Austen is always concerned with the intricacies of relations between the sexes, both before and within the institutional sanction of marriage. If any certainty is to emerge for the various novels' lovers, it will have to be wrought from the slippery “pseudo-gentry” environment in which they find themselves. The courtship process, if successful, results in an accord between them that essentially balances the tensions of this world—at least with regard to the characters around them whom they cannot avoid for long—and filters out what isn’t essential to their understanding with each other. On both the personal, familial level and on the larger collective, social level, Austen’s point is not to condemn people or the system, but to put all necessary factors in perspective. In Persuasion, Anne and Captain Wentworth must maneuver into a position where they can choose each other in their own right, persuade each other of their compatibility and mutual value.

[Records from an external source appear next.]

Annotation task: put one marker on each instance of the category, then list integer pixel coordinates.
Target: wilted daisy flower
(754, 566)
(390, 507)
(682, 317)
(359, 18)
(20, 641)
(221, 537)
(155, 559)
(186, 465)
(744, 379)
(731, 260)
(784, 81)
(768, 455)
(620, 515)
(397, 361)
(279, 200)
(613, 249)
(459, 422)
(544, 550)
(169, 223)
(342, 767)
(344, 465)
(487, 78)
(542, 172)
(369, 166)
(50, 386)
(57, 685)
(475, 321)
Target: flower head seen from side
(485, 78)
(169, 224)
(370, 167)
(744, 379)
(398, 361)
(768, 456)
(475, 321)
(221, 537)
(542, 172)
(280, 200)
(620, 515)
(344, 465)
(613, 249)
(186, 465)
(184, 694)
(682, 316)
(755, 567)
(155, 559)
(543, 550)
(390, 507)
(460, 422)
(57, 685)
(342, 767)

In doing this, they perform the Austen alchemy of transmuting the term “value” from its economic and class connotations into its more genuine sense rooted in fundamental human worth. How does one person come to know the value of another? What is balance between intellect and emotion in arriving at this estimation? In Shakespeare’s terms from The Merchant of Venice, “where is fancy bred, or in the heart, or in the head?” And at the societal level, what would it take to arrive justly at such a social order as we find in Regency England, with its fine manners and insistence on “fitness” in all things? There’s no evading the difficult attempt to supplement custom, rank, and easy grace with merit.